I have already told you that Japanese is an agglutinative language, meaning that all
grammatical indicators such as suffixes, postpositions, auxiliary words are attached
to content words — nouns, pronouns, adjectives, and verbs.

Today we are going to discuss parts of speech, the word order in a Japanese sentence,
and interrogative sentences in Japanese.

SLIDE 2

All words in Japanese can be either content or auxiliary. Content words are nouns,
adjectives and adverbs, verbs, different kinds of pronouns, numerals, interjections.
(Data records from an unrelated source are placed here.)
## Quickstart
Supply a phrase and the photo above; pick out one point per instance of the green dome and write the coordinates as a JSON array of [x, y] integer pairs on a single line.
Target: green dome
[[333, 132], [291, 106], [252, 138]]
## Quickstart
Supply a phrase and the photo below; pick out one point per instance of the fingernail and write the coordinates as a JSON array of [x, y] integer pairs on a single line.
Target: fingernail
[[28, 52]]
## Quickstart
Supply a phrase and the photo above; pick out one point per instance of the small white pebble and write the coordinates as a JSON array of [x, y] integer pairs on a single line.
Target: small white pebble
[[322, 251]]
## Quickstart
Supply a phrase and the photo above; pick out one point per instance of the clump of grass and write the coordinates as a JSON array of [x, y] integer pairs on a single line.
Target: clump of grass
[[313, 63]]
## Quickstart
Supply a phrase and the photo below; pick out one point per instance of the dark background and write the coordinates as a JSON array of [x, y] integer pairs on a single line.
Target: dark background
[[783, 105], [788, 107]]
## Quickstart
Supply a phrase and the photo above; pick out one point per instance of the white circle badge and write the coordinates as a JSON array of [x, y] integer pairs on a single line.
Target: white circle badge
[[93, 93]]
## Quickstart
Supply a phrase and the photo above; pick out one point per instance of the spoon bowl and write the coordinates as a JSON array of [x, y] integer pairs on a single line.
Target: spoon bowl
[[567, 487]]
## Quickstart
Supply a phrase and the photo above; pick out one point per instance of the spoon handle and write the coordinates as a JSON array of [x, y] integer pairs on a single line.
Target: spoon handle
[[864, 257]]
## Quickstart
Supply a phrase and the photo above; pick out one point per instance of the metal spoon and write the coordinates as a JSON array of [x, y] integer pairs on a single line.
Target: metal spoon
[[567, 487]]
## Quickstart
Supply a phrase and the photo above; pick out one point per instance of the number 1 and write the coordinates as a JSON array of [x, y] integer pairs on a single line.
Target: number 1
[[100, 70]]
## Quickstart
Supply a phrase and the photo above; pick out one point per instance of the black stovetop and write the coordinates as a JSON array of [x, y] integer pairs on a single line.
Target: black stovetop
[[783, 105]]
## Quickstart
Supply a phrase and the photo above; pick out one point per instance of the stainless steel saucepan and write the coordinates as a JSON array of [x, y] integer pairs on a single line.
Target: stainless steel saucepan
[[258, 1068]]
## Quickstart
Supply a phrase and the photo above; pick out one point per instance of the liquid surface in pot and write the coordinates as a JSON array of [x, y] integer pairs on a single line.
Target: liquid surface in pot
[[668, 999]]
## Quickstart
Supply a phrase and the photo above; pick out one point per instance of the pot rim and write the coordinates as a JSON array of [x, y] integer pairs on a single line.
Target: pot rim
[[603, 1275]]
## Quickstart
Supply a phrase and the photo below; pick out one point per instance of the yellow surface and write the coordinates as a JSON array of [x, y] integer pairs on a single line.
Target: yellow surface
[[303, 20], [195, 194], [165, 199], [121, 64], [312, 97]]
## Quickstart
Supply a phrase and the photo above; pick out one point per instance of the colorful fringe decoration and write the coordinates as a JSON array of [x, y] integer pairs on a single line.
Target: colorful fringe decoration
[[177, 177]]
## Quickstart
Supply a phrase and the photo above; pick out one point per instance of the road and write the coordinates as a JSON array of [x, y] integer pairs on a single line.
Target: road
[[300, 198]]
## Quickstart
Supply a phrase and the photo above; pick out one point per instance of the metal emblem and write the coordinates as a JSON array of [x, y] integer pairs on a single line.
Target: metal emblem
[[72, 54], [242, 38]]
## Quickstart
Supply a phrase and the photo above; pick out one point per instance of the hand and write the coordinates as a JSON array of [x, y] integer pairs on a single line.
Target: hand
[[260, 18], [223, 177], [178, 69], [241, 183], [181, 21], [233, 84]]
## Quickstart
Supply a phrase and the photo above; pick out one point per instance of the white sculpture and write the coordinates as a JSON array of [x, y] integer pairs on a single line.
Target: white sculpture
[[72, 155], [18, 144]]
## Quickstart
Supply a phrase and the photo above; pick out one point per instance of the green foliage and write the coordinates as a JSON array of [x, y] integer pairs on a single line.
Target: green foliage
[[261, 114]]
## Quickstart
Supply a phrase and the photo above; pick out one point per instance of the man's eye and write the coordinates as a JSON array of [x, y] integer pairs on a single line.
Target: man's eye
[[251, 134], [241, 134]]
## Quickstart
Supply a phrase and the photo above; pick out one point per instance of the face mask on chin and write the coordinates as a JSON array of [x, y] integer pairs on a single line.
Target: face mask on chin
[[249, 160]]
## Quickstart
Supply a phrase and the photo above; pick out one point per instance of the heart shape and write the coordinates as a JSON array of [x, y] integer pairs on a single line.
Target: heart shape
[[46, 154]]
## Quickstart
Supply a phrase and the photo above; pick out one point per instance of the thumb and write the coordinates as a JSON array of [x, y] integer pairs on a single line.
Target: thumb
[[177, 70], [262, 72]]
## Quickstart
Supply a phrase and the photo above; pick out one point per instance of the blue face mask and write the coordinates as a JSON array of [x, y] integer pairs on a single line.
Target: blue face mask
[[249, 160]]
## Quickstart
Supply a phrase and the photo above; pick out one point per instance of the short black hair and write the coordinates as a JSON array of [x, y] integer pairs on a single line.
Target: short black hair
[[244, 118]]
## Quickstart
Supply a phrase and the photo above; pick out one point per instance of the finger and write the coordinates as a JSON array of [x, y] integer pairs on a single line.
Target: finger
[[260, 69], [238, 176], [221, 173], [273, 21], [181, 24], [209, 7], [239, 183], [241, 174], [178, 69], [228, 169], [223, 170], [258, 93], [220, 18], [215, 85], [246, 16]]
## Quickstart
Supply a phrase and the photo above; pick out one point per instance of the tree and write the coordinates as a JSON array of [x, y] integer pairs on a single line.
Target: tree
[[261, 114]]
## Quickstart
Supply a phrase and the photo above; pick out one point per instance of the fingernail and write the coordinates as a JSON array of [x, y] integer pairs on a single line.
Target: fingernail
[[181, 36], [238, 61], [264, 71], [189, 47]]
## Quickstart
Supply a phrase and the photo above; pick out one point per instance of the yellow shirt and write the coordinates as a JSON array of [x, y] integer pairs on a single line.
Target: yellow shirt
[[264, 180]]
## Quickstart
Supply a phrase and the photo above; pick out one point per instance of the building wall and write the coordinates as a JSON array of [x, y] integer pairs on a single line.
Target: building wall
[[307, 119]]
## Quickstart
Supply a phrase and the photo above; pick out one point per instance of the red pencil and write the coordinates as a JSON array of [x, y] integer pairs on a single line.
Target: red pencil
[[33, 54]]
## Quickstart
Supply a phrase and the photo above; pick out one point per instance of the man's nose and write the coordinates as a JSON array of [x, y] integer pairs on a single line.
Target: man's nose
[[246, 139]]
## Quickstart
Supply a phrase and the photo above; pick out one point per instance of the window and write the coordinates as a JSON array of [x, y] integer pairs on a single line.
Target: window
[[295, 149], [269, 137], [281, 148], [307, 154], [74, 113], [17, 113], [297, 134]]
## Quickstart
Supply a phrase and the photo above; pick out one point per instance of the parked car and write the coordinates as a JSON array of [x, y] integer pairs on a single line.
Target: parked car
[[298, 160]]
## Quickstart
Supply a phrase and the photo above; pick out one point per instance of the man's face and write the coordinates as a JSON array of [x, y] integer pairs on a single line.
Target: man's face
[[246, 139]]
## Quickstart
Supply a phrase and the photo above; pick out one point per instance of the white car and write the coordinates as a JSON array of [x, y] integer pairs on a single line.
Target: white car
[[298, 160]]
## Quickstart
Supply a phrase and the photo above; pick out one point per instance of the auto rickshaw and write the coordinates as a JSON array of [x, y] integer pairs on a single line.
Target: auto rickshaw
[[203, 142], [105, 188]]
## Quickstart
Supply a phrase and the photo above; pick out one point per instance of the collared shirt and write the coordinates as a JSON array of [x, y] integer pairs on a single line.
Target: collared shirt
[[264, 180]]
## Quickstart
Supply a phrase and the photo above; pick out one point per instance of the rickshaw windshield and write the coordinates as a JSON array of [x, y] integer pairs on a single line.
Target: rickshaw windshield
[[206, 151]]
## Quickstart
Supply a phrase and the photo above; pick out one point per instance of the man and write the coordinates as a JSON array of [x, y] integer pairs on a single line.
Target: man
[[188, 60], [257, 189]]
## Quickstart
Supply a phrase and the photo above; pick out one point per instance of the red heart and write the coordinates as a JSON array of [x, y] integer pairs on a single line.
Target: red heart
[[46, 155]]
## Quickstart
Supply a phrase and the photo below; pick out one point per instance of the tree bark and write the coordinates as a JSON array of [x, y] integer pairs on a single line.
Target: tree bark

Auxiliary words are various particles, including case particles, postpositions,


conjunctions, nominalizers, and copular verbs, or copulas. Auxiliary words always
stand after content words.

SLIDE 3

There are almost no regular grammar forms of gender or number in Japanese. It is


only in certain cases that we can trace back how these categories used to be rendered,
but none of those patterns are used for modern word formation. For example, stem
reduplication (or doubling) — in the words ‘国々’ (countries) from ‘国’ (country);
or ‘人々’ (people) from ‘人’ (person). Using the suffix ‘しょ’ in the word ‘諸国’
(countries). But all those are singular examples.

SLIDE 4

There are only two tenses in Japanese: the past tense and the present/future tense.
Characteristic of Japanese is that the tense is a category not only of verbs, like in
English, but also of adjectives.

SLIDE 5

A difficult thing when learning Japanese is its grammatical expression of speech


styles: polite-colloquial and formal-written. Formal-written forms of verbs and
adjectives in the present/future tense are featured in dictionaries and end with the
suffix う or る, while polite-colloquial forms are derived with special ‘polite’
suffixes and forms of a copula, so polite-colloquial speech is also called ‘des/mas
style’.

First, we will study the dictionary, neutral-written forms of verbs, and then learn
how to derive from them forms with various grammar meanings.

SLIDE 6

The word order in Japanese is fixed. In general, the entire structure of a sentence is
defined by three rules.

Rule 1: The predicate always ends the sentence, whether it is expressed by a verb,
an adjective or a noun.

Rule 2: The attribute always precedes the modified word, whether it is expressed by
an adjective, a noun, a verb or a relative clause.

Rule 3: The direct object always stands as close as possible to the predicate.

SLIDE 7

And now let us see how this works. Let us try to change the word order in an English
sentence according to the rules of Japanese syntax.

For example, let us take the following sentence: The most active students will go to
Japan. The subject is ‘students’, the predicate is ‘will go’. As per Rule 2, we should
find an attribute to the subject. It is the word ‘active’, so it will precede the word
‘students’. Do we have an attribute to the word ‘active’? Yes, ‘the most’. We need
to put an adverbial modifier between the subject and the predicate: the word ‘Japan’
with the preposition that as per rules of the Japanese language has to become a
POSTposition. So, the result is: ‘The most active students this summer Japan to will
go’. This is the word order in the Japanese sentence.

SLIDE 8

And how can we turn an affirmative sentence into a yes/no question? That is super
easy! You need to finish the sentence with the interrogative particle КА.
If we look at the previous sentence again, the question whether the students will go
to Japan will sound as follows: ‘The most active students Japan to will go КА’. And
you do not even need to put a question mark, as you can easily identify a question
in writing if you see the particle КА.